FWIW for many code bases, --warn-backrefs should produce no warnings
(error if --fatal-warnings). For some code bases, GNU ld may error
"undefined reference". --warn-backrefs can catch such problems.
> On Thu, Aug 27, 2020 at 10:15 PM Fangrui Song via llvm-dev <llvm...@lists.llvm.org> wrote:
>>
>> Hi all, LLD's --warn-backrefs is a tool to identify potential
>> incompatible archive selection semantics with traditional Unix linkers.
>> I have improved it (via D77522,D77630 and D77512) to a state where a
>> --warn-backrefs diagnostic almost assuredly means that the link will
>> fail with GNU ld, or the symbol will get different resolution in GNU ld and LLD.
>>
>> My conclusion is that --warn-backrefs is a very useful layering check tool.
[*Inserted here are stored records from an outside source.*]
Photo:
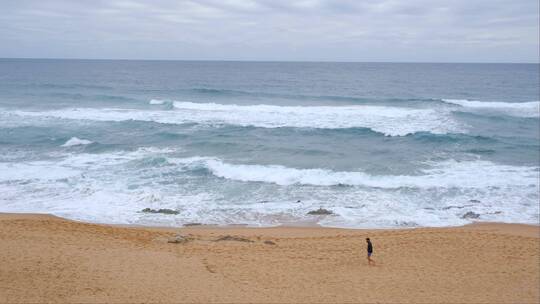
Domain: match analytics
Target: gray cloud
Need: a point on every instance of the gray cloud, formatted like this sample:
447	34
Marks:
347	30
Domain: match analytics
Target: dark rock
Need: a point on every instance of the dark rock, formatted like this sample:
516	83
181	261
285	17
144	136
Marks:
320	211
470	215
179	239
233	238
163	211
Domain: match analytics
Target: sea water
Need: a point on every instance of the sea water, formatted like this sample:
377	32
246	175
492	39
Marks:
264	143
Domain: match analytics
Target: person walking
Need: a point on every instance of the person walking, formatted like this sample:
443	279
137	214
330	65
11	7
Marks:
370	251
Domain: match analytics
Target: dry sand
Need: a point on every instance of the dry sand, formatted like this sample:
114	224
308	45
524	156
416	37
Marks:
48	259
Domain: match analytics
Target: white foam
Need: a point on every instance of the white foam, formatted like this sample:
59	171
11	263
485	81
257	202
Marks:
392	121
448	174
520	109
75	141
157	102
114	187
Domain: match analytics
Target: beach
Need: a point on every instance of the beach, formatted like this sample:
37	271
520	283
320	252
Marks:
49	259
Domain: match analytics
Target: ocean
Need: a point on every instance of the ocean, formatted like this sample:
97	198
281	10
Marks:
263	143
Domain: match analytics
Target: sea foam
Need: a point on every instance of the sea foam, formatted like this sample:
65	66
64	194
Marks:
75	141
447	174
391	121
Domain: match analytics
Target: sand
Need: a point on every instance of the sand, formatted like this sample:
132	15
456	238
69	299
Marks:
49	259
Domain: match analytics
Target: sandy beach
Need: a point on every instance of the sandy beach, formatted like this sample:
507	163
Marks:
48	259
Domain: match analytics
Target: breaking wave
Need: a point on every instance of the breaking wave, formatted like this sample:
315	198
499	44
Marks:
390	121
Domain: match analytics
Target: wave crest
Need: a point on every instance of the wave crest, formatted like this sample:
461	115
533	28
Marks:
519	109
388	120
75	141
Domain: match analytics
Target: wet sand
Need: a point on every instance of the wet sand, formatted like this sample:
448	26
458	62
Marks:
48	259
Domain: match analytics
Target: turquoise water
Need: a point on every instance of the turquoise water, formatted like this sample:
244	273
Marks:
263	143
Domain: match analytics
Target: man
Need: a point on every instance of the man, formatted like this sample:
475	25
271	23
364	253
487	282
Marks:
370	251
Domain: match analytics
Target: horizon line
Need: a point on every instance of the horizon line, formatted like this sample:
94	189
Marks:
265	61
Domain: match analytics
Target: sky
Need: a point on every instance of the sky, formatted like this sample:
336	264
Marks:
273	30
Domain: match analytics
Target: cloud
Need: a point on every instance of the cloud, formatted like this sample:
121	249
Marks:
386	30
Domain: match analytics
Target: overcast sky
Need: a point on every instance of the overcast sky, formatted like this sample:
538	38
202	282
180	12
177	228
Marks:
307	30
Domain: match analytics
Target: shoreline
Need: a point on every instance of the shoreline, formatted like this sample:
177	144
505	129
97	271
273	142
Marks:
290	225
45	258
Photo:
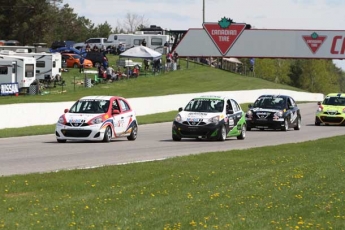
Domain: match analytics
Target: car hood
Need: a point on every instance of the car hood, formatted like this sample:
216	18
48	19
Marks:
186	115
265	110
80	117
333	108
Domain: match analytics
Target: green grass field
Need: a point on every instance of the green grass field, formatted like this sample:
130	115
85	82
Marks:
292	186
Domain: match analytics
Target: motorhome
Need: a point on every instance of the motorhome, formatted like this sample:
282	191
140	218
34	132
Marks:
8	84
153	41
48	65
25	70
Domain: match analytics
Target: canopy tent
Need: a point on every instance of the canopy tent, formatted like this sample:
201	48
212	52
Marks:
141	52
232	60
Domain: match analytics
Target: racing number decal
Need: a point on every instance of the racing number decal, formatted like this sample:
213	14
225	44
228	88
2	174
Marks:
120	123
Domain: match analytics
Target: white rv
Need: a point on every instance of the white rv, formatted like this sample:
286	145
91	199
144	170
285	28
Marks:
8	77
48	65
153	41
24	70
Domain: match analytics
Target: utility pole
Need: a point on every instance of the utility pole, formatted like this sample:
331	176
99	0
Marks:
203	11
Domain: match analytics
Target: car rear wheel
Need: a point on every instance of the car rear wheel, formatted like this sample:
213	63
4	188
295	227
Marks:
222	133
298	125
286	125
242	136
107	134
134	134
176	137
97	64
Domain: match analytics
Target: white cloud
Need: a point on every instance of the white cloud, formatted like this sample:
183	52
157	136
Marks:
185	14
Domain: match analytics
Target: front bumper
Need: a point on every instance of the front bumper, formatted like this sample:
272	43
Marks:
330	119
203	131
265	123
92	132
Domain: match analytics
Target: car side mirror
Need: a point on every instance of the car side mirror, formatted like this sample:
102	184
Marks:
115	111
230	111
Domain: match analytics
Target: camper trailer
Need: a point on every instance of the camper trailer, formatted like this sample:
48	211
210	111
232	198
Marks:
153	41
25	69
48	65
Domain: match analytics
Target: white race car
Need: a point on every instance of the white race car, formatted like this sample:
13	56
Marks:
97	118
210	117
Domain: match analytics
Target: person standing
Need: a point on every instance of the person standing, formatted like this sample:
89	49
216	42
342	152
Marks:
81	66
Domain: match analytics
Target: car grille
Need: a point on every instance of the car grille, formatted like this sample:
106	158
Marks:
77	124
332	119
263	115
75	133
192	133
192	123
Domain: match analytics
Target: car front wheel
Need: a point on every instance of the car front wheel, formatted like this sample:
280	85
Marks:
222	133
298	125
107	135
134	134
242	136
286	125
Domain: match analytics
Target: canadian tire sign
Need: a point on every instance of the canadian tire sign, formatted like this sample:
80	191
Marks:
228	39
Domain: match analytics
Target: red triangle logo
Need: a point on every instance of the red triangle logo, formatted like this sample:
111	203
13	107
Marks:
224	38
314	42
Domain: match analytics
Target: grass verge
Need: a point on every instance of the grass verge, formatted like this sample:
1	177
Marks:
49	129
291	186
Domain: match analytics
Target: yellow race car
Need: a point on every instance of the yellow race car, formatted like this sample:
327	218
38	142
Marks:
332	110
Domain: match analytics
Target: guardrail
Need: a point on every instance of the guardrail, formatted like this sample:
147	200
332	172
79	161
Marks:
30	114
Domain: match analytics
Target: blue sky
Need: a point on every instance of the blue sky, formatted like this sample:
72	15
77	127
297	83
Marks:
185	14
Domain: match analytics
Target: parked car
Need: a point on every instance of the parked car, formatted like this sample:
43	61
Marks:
274	112
210	117
97	58
97	118
72	61
331	110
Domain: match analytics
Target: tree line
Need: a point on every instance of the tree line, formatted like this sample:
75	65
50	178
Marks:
32	21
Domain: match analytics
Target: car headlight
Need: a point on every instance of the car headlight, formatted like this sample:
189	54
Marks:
96	121
214	119
61	120
178	118
279	114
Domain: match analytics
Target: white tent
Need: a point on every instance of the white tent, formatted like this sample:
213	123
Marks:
141	52
232	60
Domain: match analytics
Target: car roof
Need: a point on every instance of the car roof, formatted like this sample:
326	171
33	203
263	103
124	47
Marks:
217	97
274	95
100	97
335	95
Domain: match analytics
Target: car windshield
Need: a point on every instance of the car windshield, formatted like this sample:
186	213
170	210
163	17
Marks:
337	101
76	56
270	103
90	106
205	105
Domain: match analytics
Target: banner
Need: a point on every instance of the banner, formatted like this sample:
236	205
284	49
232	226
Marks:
9	88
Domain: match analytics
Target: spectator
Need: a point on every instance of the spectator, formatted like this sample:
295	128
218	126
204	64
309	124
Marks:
81	66
109	72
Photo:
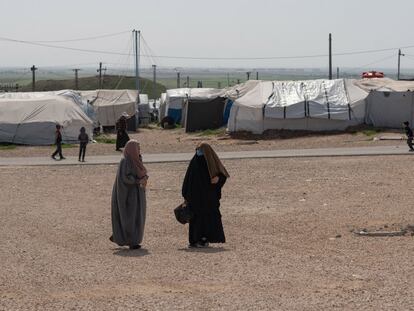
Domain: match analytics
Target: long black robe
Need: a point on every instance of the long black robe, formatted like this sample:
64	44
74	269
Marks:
128	206
204	201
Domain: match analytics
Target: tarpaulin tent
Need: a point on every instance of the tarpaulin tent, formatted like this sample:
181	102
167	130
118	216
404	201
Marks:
203	109
110	104
316	105
70	94
390	109
163	107
174	103
32	120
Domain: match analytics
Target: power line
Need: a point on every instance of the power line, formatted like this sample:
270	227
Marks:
205	58
84	39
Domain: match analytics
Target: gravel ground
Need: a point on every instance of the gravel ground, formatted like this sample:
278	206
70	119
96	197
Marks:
160	141
282	219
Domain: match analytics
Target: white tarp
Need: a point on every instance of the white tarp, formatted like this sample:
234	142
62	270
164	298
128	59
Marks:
390	109
73	95
385	84
163	107
32	120
326	99
110	104
250	112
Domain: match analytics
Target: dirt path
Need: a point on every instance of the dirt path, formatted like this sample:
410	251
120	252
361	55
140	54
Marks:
161	141
281	218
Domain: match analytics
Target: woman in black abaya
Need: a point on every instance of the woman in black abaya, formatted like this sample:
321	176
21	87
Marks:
201	190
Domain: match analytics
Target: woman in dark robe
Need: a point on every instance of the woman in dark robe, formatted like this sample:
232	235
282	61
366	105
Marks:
128	199
201	190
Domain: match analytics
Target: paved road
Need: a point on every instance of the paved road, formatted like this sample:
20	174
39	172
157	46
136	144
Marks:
183	157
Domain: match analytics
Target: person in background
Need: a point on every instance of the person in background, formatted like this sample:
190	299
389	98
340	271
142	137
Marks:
128	199
58	143
121	132
83	141
201	190
409	133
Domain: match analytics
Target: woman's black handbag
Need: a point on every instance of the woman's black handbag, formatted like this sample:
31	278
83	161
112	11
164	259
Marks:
183	213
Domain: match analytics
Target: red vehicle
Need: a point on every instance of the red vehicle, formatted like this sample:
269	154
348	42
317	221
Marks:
372	74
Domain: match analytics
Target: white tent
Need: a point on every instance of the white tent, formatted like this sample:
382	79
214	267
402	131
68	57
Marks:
163	107
390	109
110	104
176	99
32	120
70	94
315	105
385	84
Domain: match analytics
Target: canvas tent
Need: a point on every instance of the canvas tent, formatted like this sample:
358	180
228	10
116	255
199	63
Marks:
389	102
163	107
203	109
315	105
385	84
70	94
390	109
174	103
32	120
110	104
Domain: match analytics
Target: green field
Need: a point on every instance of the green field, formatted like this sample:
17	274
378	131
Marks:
92	83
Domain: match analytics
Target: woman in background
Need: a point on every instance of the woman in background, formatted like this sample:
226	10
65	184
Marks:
201	190
128	199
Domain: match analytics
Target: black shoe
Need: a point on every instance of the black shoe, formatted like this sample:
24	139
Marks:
135	247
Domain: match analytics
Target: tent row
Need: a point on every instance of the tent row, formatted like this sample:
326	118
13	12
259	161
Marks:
30	118
314	105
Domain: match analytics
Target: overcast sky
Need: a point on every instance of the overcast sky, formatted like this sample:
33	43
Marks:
213	28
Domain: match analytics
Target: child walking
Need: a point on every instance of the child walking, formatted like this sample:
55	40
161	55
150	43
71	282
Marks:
409	134
83	140
58	143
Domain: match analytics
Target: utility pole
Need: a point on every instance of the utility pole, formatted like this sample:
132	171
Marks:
399	63
137	38
154	82
330	56
76	78
100	74
33	69
178	80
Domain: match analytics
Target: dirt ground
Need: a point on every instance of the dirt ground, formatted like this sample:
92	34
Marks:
288	226
156	140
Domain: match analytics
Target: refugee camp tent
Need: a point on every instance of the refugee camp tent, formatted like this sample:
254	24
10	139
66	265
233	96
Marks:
389	103
385	84
32	120
143	110
203	109
174	103
390	109
315	105
72	95
163	107
110	104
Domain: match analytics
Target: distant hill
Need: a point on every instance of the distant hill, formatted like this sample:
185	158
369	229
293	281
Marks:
92	83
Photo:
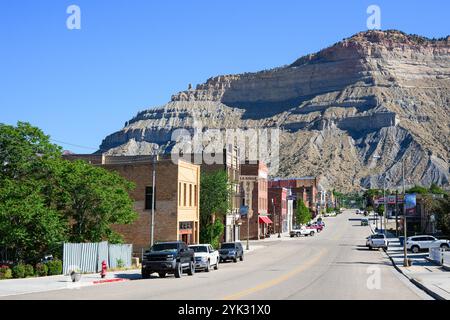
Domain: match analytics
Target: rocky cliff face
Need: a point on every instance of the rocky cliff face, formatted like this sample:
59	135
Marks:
377	93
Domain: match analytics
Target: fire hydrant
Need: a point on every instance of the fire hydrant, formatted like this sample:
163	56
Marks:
104	268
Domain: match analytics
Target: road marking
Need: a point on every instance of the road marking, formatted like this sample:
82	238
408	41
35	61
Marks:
276	281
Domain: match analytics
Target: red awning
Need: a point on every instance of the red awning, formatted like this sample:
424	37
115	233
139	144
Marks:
264	219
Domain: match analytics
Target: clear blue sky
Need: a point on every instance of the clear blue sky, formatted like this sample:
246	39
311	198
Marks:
80	85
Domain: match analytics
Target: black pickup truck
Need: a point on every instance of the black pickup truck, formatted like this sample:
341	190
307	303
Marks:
168	258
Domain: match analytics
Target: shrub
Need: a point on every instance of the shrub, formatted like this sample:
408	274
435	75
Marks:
54	267
29	270
120	263
41	269
5	272
19	271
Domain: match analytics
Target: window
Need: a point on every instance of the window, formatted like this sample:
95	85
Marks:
148	198
196	196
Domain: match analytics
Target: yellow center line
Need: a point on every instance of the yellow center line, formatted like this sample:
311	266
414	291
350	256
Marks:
276	281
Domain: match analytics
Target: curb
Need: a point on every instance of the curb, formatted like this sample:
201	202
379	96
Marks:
414	281
411	279
109	281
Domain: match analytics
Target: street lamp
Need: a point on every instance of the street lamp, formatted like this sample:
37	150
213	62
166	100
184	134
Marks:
405	235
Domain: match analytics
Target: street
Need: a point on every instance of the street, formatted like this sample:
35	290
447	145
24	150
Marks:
334	264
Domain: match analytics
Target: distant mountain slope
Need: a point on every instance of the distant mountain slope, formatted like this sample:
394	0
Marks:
377	92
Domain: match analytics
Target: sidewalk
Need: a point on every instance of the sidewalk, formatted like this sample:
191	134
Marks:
41	284
426	275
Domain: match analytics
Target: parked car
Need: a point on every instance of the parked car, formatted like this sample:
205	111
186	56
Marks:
302	231
231	251
315	226
205	257
376	241
168	258
320	222
424	242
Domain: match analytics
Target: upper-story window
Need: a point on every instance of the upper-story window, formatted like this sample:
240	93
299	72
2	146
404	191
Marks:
149	198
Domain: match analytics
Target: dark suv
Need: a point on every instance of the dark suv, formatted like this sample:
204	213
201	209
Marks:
168	257
231	251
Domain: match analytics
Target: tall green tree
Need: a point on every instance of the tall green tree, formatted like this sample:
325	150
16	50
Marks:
215	202
45	200
93	199
302	214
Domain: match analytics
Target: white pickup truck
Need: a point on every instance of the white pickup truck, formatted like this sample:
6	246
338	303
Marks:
302	231
205	257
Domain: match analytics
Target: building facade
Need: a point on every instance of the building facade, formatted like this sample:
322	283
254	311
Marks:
177	194
254	185
277	208
304	188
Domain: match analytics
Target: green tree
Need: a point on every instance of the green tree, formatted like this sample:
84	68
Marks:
442	210
418	189
302	214
94	199
215	202
45	200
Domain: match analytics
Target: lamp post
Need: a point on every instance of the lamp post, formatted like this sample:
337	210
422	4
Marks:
405	233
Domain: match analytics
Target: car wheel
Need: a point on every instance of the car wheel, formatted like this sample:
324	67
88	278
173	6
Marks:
191	270
178	270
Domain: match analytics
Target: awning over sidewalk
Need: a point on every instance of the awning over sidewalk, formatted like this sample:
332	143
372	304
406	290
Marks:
264	219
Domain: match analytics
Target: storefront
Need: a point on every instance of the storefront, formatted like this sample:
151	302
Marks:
263	224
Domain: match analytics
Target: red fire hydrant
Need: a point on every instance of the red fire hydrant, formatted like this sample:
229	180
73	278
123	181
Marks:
104	268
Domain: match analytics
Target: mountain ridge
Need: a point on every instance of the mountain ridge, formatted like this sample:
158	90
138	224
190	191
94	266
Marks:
376	91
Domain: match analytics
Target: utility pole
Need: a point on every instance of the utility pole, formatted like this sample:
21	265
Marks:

>> I just wrote a documentation about the advantage (of GNU ld's archive
>> selection semantics..... But we can do better with --warn-backrefs!
>> GNU ld just reports "undefined reference" with no actionable feedback
>> about the offending archive)
>>
>> https://reviews.llvm.org/D86762
>>
>> I am wondering whether in the next release we can make --warn-backrefs
>> the default. I have added many known users to the review.
>> (There is no need for --no-warn-backrefs because --warn-backrefs-exclude='*' does the same job)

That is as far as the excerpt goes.